Specifically, the study – which included researchers in the United States, Hong Kong, Italy and the UK – found that in 84 percent of men treated with crizotinib, testosterone levels were below the lower limit of normal. Importantly, this study also showed, for the first time, that approximately 80 percent of these men had symptoms associated with their low testosterone such as sexual dysfunction or depression.

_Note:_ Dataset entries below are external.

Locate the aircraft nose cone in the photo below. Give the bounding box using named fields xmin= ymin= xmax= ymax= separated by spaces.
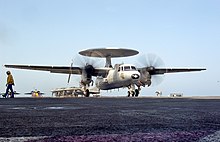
xmin=131 ymin=74 xmax=139 ymax=79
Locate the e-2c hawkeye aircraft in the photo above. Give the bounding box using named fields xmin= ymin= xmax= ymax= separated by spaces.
xmin=5 ymin=48 xmax=206 ymax=97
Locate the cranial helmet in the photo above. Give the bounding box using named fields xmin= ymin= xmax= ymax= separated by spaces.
xmin=6 ymin=71 xmax=11 ymax=75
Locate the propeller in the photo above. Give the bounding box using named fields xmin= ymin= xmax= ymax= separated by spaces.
xmin=67 ymin=60 xmax=73 ymax=84
xmin=73 ymin=51 xmax=105 ymax=69
xmin=137 ymin=53 xmax=165 ymax=69
xmin=67 ymin=52 xmax=105 ymax=86
xmin=136 ymin=53 xmax=165 ymax=86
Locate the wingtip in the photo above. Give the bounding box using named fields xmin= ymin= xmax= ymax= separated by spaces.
xmin=4 ymin=64 xmax=9 ymax=68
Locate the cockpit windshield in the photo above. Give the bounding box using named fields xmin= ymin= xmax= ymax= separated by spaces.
xmin=124 ymin=66 xmax=130 ymax=71
xmin=121 ymin=65 xmax=137 ymax=71
xmin=131 ymin=66 xmax=136 ymax=70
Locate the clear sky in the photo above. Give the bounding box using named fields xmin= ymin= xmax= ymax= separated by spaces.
xmin=0 ymin=0 xmax=219 ymax=97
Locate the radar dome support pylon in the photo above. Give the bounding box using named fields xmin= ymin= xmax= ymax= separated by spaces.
xmin=105 ymin=55 xmax=112 ymax=68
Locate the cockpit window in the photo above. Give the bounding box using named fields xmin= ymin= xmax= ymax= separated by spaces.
xmin=124 ymin=66 xmax=130 ymax=71
xmin=131 ymin=66 xmax=136 ymax=70
xmin=118 ymin=67 xmax=121 ymax=72
xmin=120 ymin=65 xmax=137 ymax=71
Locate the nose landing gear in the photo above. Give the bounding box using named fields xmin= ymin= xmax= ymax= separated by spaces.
xmin=127 ymin=85 xmax=140 ymax=97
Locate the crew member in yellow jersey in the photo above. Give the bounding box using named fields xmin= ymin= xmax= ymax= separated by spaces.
xmin=2 ymin=71 xmax=15 ymax=98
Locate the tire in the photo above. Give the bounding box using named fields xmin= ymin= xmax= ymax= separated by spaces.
xmin=85 ymin=89 xmax=90 ymax=97
xmin=127 ymin=91 xmax=130 ymax=97
xmin=135 ymin=89 xmax=139 ymax=97
xmin=131 ymin=91 xmax=135 ymax=97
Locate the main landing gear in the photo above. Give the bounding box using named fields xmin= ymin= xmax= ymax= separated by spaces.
xmin=84 ymin=89 xmax=90 ymax=97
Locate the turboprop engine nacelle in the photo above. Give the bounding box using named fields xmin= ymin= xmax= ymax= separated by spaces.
xmin=81 ymin=64 xmax=94 ymax=86
xmin=138 ymin=69 xmax=152 ymax=87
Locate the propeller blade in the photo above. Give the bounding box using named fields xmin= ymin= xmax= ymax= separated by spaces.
xmin=67 ymin=74 xmax=71 ymax=84
xmin=151 ymin=74 xmax=165 ymax=86
xmin=136 ymin=53 xmax=165 ymax=86
xmin=138 ymin=53 xmax=165 ymax=68
xmin=67 ymin=61 xmax=73 ymax=84
xmin=73 ymin=52 xmax=105 ymax=68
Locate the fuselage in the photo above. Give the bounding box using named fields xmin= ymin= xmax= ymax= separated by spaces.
xmin=31 ymin=91 xmax=43 ymax=97
xmin=95 ymin=64 xmax=140 ymax=90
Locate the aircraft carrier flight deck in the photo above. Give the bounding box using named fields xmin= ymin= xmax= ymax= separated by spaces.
xmin=0 ymin=97 xmax=220 ymax=142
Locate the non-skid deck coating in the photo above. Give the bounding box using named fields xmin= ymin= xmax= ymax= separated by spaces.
xmin=0 ymin=97 xmax=220 ymax=141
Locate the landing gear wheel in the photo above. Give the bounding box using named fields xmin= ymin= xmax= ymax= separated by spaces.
xmin=85 ymin=89 xmax=90 ymax=97
xmin=135 ymin=89 xmax=139 ymax=97
xmin=131 ymin=91 xmax=135 ymax=97
xmin=127 ymin=91 xmax=130 ymax=97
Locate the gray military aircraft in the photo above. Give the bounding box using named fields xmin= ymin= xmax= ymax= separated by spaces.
xmin=5 ymin=48 xmax=206 ymax=97
xmin=0 ymin=91 xmax=20 ymax=98
xmin=25 ymin=89 xmax=44 ymax=97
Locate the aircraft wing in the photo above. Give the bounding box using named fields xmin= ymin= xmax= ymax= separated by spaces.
xmin=4 ymin=64 xmax=83 ymax=74
xmin=14 ymin=92 xmax=20 ymax=94
xmin=4 ymin=64 xmax=110 ymax=76
xmin=139 ymin=67 xmax=206 ymax=75
xmin=1 ymin=92 xmax=20 ymax=95
xmin=25 ymin=93 xmax=32 ymax=94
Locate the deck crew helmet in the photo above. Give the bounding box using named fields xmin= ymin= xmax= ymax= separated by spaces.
xmin=6 ymin=71 xmax=11 ymax=75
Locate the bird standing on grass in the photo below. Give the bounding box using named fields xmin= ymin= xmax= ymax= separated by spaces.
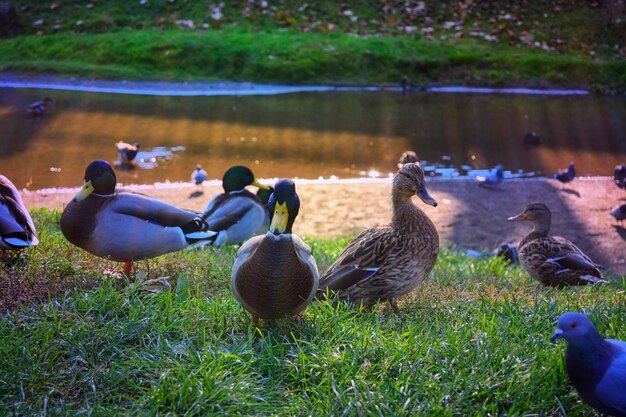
xmin=201 ymin=165 xmax=272 ymax=246
xmin=551 ymin=312 xmax=626 ymax=417
xmin=507 ymin=203 xmax=606 ymax=287
xmin=317 ymin=163 xmax=439 ymax=312
xmin=61 ymin=160 xmax=216 ymax=275
xmin=0 ymin=175 xmax=38 ymax=250
xmin=552 ymin=162 xmax=576 ymax=185
xmin=231 ymin=179 xmax=319 ymax=325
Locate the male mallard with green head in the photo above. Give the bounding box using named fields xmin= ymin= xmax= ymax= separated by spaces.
xmin=231 ymin=179 xmax=319 ymax=325
xmin=0 ymin=175 xmax=38 ymax=250
xmin=317 ymin=163 xmax=439 ymax=312
xmin=201 ymin=165 xmax=272 ymax=246
xmin=507 ymin=202 xmax=606 ymax=287
xmin=61 ymin=160 xmax=216 ymax=274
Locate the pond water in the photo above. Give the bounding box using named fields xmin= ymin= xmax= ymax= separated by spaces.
xmin=1 ymin=87 xmax=625 ymax=190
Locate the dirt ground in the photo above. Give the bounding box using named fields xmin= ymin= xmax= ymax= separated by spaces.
xmin=21 ymin=176 xmax=626 ymax=278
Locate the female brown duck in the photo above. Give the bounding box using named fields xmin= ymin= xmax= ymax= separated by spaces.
xmin=507 ymin=202 xmax=606 ymax=287
xmin=317 ymin=163 xmax=439 ymax=312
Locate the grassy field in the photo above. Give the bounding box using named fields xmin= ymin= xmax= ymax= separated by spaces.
xmin=1 ymin=209 xmax=625 ymax=416
xmin=0 ymin=1 xmax=625 ymax=93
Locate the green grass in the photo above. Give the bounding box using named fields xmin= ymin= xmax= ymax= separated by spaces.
xmin=1 ymin=1 xmax=625 ymax=93
xmin=1 ymin=209 xmax=625 ymax=415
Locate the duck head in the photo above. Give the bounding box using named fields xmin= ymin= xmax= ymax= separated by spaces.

Testosterone levels seemed to fall for two main reasons. First, the proteins albumin and SHBG that bind testosterone in the blood and act as a storage depot for the hormone dropped rapidly with crizotinib use. Additionally, free testosterone – the functional form of the hormone that is liberated from these proteins – was also reduced, implying that in addition to challenging the body’s ability to store testosterone, crizotinib also challenges the body’s ability to produce it. Camidge and colleagues went on to show that when low levels are found, testosterone replacement therapy may alleviate these symptoms.

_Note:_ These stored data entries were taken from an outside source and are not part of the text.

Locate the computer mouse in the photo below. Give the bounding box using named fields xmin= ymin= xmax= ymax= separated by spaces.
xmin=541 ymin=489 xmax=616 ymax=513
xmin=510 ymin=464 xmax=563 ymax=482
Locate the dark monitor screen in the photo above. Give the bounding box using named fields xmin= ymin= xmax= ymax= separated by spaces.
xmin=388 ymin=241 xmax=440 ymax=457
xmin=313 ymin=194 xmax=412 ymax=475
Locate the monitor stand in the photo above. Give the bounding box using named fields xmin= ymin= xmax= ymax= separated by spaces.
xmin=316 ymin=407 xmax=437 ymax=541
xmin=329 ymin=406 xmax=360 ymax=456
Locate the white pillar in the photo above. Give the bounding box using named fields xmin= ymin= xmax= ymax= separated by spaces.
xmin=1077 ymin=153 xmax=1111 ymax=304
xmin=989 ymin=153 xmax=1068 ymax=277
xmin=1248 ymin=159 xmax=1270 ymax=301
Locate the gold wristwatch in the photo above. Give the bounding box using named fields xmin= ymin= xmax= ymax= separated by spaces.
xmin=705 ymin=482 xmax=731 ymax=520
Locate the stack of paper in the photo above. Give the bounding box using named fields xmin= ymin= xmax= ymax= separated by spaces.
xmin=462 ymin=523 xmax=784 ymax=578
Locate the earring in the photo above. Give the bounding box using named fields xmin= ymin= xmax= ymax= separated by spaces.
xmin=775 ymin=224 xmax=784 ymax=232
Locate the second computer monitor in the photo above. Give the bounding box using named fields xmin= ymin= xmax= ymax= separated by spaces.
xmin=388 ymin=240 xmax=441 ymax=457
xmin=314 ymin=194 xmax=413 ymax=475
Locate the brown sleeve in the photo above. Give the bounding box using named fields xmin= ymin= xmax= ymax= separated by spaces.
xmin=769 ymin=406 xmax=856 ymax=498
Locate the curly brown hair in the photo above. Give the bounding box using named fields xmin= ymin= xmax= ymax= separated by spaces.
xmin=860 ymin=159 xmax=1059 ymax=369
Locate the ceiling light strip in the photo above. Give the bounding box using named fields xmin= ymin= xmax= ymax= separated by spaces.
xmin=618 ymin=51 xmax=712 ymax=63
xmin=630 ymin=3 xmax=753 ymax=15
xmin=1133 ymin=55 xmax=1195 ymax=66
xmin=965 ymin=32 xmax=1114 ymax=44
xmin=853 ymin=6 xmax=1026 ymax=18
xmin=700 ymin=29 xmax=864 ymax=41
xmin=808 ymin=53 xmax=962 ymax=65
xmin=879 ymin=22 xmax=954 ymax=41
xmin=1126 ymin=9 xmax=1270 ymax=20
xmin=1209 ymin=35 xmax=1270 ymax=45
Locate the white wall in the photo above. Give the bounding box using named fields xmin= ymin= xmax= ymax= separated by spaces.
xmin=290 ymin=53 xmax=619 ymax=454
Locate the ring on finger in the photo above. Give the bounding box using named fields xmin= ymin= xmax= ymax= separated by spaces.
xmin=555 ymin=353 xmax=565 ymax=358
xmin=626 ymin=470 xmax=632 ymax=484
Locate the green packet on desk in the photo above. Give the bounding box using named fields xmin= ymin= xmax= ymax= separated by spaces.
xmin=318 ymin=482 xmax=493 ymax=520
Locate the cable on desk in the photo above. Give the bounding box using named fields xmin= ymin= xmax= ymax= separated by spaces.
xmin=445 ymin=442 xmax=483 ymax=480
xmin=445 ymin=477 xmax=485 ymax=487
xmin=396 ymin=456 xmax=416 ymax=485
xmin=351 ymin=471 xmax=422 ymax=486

“With advances in targeted therapies and in the biomarkers we can use to select who to best give these new treatments to, we’re starting to see drugs being approved more quickly and based on the results from far smaller numbers of patients than ever before. That’s great: it helps streamline the path of these drugs into clinics where they can benefit patients who desperately need them. However, it also puts the onus on clinicians who then start using these drugs in day-to-day practice to recognize either subtle or later onset side effects that may have been missed during the initial testing,” Camidge says.
For example, he says, it’s perhaps not surprising that the potential for lowered testosterone was overlooked during the lightning-fast approval process for crizotinib: “If you don’t specifically ask a man about symptoms of low testosterone, unless you know the patient very well, he may not feel comfortable bringing these issues up himself,” Camidge says.
Now with the possibility of low testosterone in mind, clinicians who prescribe crizotinib to their male patients will know to ask about these symptoms and to test their testosterone levels. “With each breakthrough we’re really trying to put people with advanced cancer back in control of their own lives,” says Camidge. “The more we can make these highly effective new treatments tolerable, the closer we are to achieving that goal.”